One of the latest additions to the Knickerbocker Canoe Club's fleet is of the "Hyla" model, owned by Horace C. Thompson. This craft is one of the double bilge-board type, the idea being to allow the placing of a large board sufficiently far aft to give good results in sailing, yet without occupying valuable space in the cockpit. She was built by Rushton, of Canton, N.Y., and is of the following dimensions and construction:
Dimensions: Length, 16 feet; beam, 30 inches: depth, bow 19 inches; center, 12 inches; stern, 16 inches.
Position of mast tubes, bulkheads, coaming, hatches, etc., as shown in cut.
Material: Oak keel, stem and stern posts; Michigan white cedar planking, bulkheads and deck timbers; red elm ribs; cherry gunwales and coaming; mahogany decks, battens and hatches; basswood floor. All fastenings copper or brass; brass stem bands, mast tubes and plates and hatches fastenings.
Rubber tube packing for dry storage hatches.

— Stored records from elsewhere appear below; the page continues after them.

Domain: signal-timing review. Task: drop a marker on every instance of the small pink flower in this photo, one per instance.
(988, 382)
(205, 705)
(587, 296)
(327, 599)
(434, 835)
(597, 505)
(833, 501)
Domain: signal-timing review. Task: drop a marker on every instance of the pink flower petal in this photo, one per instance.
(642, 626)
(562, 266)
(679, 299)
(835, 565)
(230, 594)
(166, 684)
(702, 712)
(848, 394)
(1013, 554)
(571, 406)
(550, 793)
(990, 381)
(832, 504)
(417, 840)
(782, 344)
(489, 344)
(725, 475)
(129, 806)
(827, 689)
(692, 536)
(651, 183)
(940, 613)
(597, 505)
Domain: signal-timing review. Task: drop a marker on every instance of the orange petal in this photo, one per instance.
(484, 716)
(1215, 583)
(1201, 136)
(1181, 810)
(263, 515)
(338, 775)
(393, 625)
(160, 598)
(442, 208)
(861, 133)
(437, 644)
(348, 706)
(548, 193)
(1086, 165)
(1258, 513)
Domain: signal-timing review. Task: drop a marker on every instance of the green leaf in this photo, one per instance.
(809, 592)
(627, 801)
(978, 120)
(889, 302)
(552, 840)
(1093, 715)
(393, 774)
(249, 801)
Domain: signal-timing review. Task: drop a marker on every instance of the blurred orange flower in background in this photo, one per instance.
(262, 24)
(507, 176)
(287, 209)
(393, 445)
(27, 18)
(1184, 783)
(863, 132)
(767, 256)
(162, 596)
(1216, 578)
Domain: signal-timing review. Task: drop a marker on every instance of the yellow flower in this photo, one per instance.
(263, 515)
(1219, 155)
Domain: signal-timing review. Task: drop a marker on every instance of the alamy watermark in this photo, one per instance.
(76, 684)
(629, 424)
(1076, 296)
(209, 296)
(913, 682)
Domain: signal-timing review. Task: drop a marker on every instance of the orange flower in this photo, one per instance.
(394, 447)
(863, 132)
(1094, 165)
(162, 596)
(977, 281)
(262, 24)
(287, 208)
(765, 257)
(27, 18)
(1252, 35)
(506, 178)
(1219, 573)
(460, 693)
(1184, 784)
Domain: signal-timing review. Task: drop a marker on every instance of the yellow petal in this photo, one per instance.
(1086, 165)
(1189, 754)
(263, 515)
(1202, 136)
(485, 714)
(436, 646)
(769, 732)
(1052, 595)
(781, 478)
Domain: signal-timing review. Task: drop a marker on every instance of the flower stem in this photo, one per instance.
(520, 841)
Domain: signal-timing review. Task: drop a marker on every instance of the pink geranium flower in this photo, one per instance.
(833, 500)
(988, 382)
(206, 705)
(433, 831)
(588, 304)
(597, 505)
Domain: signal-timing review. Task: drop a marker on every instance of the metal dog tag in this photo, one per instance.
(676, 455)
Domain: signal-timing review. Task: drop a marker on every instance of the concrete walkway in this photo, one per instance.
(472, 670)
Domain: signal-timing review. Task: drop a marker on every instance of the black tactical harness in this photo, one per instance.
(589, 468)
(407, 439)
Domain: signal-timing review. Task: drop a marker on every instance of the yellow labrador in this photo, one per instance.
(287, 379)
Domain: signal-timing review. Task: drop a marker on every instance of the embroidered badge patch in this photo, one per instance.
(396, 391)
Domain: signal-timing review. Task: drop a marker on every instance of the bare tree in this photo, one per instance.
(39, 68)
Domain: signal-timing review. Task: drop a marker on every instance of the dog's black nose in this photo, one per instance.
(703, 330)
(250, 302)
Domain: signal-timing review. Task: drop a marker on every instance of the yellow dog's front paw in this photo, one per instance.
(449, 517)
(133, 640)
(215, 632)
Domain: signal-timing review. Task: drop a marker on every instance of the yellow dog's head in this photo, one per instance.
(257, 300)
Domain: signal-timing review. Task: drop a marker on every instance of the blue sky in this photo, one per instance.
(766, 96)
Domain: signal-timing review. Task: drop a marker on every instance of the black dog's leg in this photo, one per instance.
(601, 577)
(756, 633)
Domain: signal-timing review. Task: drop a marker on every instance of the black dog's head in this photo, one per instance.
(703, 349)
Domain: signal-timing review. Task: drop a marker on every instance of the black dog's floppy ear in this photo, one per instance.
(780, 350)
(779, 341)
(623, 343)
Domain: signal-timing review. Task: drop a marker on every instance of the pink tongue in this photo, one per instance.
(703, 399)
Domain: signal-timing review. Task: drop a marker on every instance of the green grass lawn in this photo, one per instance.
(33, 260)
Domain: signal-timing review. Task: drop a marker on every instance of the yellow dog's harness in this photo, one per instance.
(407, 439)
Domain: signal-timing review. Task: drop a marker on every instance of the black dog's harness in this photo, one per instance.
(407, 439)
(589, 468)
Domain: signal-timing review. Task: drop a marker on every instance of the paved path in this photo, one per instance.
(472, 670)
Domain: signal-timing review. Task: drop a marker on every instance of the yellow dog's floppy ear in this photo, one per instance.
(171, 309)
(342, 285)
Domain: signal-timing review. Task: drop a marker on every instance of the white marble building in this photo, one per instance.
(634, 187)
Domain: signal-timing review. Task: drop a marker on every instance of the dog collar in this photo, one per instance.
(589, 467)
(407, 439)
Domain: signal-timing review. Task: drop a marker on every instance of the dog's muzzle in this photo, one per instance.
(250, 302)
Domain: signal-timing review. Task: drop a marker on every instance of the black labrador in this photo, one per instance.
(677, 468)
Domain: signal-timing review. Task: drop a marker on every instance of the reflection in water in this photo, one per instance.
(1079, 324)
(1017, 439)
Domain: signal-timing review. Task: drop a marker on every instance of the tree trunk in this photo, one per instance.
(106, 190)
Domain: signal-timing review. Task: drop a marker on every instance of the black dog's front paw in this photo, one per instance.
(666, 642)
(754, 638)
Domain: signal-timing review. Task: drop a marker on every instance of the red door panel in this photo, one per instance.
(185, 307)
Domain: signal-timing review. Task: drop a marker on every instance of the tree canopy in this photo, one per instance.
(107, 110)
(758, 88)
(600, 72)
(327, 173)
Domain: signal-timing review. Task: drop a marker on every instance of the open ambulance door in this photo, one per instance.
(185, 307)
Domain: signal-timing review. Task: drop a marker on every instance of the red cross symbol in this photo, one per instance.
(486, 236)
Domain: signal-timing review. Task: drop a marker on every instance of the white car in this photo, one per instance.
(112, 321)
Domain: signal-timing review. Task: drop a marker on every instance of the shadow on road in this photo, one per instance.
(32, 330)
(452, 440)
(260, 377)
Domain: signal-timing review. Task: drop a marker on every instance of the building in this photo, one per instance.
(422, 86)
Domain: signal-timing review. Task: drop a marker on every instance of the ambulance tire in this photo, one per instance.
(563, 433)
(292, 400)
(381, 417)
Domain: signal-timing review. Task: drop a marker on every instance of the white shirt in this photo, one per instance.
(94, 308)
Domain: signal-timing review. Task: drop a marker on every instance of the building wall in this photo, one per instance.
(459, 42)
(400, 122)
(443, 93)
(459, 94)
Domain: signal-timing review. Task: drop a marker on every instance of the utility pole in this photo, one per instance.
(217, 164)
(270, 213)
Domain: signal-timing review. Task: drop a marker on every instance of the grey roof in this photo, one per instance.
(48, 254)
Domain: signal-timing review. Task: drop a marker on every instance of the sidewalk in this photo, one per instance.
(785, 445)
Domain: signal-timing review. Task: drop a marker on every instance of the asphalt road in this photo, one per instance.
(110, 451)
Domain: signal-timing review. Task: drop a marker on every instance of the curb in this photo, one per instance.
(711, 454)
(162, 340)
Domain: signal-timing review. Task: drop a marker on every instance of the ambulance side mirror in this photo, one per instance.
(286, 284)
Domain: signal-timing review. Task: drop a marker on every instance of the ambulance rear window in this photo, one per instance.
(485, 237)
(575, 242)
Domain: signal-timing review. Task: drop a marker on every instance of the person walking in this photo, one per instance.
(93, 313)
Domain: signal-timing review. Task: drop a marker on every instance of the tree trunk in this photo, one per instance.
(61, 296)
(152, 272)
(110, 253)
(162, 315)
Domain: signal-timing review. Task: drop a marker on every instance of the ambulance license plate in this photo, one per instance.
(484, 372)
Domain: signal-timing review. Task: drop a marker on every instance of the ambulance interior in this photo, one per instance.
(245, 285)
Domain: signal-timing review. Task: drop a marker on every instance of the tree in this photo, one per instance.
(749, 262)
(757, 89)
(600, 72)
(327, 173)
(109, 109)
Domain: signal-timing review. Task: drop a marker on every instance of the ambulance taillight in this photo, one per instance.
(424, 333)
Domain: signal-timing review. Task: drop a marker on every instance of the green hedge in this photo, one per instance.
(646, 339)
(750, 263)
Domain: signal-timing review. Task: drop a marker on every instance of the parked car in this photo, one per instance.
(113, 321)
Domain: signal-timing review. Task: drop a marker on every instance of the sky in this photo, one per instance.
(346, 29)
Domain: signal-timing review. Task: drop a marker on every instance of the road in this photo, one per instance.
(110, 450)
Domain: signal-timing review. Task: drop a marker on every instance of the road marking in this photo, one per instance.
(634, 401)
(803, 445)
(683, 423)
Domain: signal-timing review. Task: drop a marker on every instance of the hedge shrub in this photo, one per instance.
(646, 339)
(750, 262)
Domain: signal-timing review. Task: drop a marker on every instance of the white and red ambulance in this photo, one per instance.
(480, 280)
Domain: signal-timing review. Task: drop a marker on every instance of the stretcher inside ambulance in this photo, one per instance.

Dimensions of material: Keelson about 7/8 inch thick, 2½ inches wide at widest part inside the rabbet. Planking and deck, ¼ inch thick.
Construction: Stem, steam bent; stern post, sawed from plank. Planking, smooth lap, bilge streaks from thicker stuff and hollowed by hand; ribs halt round, spaced 3 inches; deck timbers spaced 6 inches; bulkheads spaced 6 feet 6 inches between; cockpit 5 feet 6 inches in the clear. Deck put on in quarters, with battens over center seam. Floor, close to skin, full length of cockpit.
Finish: Oil and best spar varnish.
Fittings: Bilge boards instead of centerboard. These are shaped from plates of Tobin bronze, 15 x 30 x 3-32 inches.
She will carry 72 square feet of sail, consisting of a mainsail of 42 square feet and a dandy of 30 square feet. The sails are of the improved Bailey pattern and rigged with single halliards.
This makes the third bilge-board canoe flying the Knickerbocker signal, the other two being the "Yankee," owned by L. C. Kretzmer, and the "Chiquita," owned by M. Ohlmeyer, Jr. As will be seen by her description, she is similar in dimensions to the "Vesper," the difference lying in greater depth amidships and more dead rise.
The Knickerbocker Canoe Club, whose house is foot of 152d street, on the Hudson River, has now an active membership of forty-five, and is the strongest cruising organization of this vicinity. The officers for the year 1901 are: L. S. Stockwell, commodore; George E. Taylor, vice-commodore; James Leach, secretary; William R. Farrell, Jr., treasurer, and Warren T. Berry, measurer. The House Committee consists of George E. Taylor, chairman; H. W. Dempewolf and W. G. Harrison. Camp and Amusement Committee - L. C. Kretzmer, George E. Taylor and James Leach.